Albarn has always been a keen observer, documenter and reporter of British life with Merrie Land seemingly becoming perhaps part three of a continuing work of what it is to be British. A trilogy that started with Blur’s Parklife and it’s critique of laddish culture, through the debut album from TGTGATQ, with it’s murky depictions of London life, to this 21st century take on the folk tradition of story telling of aspects of British life. It is an album that pulls no punches whilst appearing regretful taking an ironic swing at those who hanker for a time when Britain was ‘Great’ despite either not having lived then or conveniently ignoring the worst of those lamented times.

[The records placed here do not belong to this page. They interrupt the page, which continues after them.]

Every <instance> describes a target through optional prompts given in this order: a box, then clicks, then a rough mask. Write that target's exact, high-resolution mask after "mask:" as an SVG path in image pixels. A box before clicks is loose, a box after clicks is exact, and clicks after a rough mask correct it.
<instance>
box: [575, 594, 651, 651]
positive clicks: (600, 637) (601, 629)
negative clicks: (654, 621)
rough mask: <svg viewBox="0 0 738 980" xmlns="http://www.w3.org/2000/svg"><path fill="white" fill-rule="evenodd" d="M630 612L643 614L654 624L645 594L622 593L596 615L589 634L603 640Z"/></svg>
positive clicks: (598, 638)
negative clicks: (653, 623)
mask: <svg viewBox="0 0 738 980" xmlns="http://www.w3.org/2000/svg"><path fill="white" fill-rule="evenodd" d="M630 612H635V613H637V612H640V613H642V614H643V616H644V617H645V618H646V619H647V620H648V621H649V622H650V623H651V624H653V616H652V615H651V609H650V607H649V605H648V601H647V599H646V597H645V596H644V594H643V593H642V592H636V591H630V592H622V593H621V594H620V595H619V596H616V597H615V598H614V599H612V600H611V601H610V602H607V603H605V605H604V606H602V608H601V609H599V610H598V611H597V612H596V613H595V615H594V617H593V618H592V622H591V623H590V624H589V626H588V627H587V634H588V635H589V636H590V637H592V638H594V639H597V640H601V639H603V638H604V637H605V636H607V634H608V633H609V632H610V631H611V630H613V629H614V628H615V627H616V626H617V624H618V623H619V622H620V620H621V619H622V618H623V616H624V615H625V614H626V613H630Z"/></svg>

What is interesting about Albarn’s lyrics on this album is how he has used inspiration from travelling around the country in this time of great change and disquiet using what he has found to hold up a mirror to that flawed nostalgia. He picks up on standard images that all ‘proud’ people will understand and recognise as unique symbols of our nation, such as the jubilee mug, only to infuse them with a sense of melancholy and sadness. A sadness, perhaps, that clutching to this idealised view of Great Britishness has led us away from the traits and character that actually make being British something to aspire to; no longer do we have a tolerance for each and for others for instance. Perhaps in harking back to earlier halcyon days we’ve actually found ourselves in a time when man traps were set for instance like in the Banbury Museum exhibit that inspired the song ‘Gun To The Head.’

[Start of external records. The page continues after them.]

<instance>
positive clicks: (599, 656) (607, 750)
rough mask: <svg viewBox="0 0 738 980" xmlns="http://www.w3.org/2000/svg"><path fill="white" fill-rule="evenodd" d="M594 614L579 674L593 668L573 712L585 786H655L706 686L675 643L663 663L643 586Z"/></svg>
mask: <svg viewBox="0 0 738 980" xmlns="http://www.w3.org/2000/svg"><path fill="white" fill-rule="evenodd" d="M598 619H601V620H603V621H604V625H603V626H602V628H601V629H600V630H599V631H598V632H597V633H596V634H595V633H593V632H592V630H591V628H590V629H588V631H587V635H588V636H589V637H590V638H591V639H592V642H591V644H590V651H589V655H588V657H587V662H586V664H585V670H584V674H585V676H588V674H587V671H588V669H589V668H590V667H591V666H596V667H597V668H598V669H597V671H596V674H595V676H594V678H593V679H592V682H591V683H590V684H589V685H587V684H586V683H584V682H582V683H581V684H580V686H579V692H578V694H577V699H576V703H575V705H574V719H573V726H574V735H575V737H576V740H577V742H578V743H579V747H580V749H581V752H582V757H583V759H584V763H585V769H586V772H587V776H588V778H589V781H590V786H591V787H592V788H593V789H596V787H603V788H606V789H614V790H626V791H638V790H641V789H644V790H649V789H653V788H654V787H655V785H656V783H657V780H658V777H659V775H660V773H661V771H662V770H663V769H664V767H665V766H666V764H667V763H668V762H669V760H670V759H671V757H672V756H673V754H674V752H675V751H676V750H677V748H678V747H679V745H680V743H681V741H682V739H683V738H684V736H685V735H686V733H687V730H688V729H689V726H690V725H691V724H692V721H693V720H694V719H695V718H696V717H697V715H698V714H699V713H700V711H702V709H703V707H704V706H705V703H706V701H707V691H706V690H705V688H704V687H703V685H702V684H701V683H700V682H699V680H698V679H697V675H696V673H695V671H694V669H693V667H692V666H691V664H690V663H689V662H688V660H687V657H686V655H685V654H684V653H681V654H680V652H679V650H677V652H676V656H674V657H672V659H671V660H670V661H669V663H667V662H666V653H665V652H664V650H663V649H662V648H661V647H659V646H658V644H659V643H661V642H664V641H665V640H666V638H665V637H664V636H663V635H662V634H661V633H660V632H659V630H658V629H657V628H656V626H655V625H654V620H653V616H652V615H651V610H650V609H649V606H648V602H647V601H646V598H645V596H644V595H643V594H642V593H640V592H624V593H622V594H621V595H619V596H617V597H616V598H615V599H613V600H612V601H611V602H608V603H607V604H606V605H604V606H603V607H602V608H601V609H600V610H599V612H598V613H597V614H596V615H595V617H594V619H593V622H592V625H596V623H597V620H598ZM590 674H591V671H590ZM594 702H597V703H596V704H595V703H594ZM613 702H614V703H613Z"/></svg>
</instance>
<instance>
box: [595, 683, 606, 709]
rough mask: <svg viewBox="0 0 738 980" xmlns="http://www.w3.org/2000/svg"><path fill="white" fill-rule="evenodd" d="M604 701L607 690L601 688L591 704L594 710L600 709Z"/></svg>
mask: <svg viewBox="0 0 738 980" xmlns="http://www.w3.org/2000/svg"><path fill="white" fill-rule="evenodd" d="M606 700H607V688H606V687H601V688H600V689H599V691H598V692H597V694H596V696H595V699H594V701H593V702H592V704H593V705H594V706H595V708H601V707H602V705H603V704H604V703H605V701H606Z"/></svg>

Musically the album is, as you’d expect from a band made up of Albarn, Paul Simonon, Simon Tong and Tony Allen, excellent. There is a feel of music hall or fairground about it with an interesting array of instruments played giving a spirit of almost eerie jolliness that perfectly encapsulates the themes of creeping foreboding for where Britain is heading as a nation. Like a creepy Hammer horror film with a slightly off kilter soundtrack by Vaughan Williams the music chills and concerns the listener, suggesting a terror yet to be properly exposed, all the more horrific for the feeling you do know how it will all end up.

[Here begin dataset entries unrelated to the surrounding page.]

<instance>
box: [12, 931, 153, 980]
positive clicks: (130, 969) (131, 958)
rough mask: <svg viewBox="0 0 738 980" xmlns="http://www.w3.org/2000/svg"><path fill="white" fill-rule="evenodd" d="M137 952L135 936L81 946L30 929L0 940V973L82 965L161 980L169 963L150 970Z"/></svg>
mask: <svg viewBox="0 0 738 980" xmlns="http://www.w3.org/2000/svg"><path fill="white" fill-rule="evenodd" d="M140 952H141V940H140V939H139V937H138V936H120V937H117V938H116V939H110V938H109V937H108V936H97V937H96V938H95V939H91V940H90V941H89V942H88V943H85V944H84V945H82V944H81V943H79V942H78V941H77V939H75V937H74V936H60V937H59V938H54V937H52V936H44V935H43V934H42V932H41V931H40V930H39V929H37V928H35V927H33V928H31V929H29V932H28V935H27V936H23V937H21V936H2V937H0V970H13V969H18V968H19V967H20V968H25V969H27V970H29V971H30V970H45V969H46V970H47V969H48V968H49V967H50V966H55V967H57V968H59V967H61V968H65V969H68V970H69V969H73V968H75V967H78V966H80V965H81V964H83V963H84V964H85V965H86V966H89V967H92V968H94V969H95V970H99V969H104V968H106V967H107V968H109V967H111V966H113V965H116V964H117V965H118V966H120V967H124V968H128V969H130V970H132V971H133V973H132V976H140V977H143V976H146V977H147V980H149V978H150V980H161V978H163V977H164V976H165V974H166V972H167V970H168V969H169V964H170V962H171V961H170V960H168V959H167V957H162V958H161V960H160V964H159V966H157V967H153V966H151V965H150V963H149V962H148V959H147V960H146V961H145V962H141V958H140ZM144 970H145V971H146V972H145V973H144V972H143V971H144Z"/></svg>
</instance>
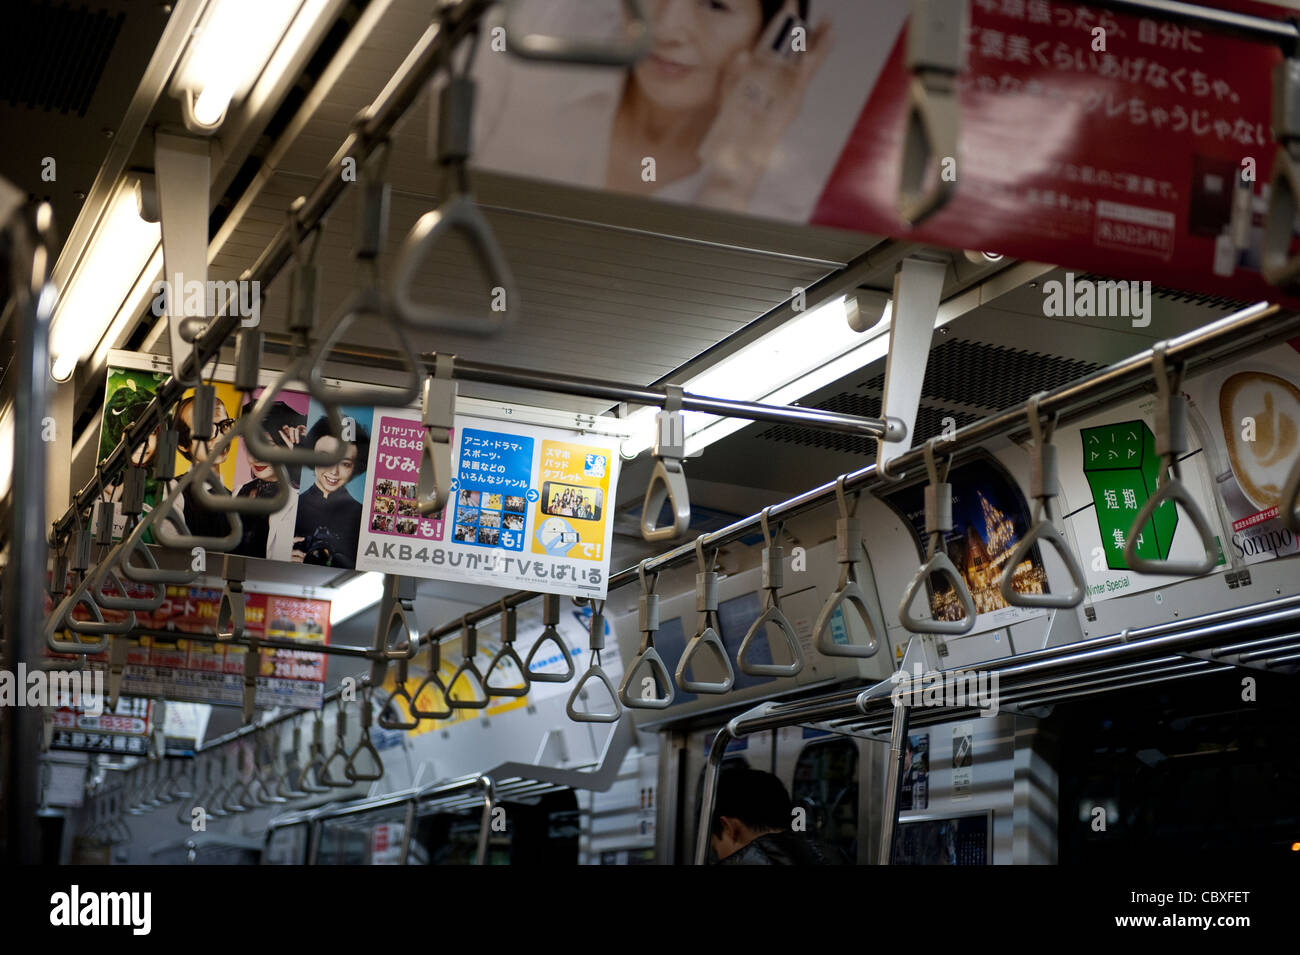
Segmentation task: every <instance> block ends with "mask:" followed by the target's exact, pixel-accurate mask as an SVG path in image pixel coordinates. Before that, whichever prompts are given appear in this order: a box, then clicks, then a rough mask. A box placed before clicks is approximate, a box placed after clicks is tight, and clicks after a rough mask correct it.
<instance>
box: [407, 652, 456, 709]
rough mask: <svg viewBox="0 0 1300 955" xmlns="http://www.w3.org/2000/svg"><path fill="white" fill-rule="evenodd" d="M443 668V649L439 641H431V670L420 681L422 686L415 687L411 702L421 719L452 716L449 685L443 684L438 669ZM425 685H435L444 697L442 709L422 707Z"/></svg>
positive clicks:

Where as Britpop contemporaries of Albarn have been content to forever hark back themselves to a time when they ruled the world producing work that plays like facsimile versions of those years, Albarn has always looked to push, develop and recreate himself. In doing so with musicians of the quality that make up this band he’s been able to do so in a way that makes him, as a songwriter and documenter of the English folk tradition, as important as other innovators of our musical heritage. The Good, The Bad And The Queen, with Merrie Land, have created a historical document of a period in time as important as the poems of The Great War, the books and novels of authors like Dickens or Hardy, or the films of directors such as Ken Loach.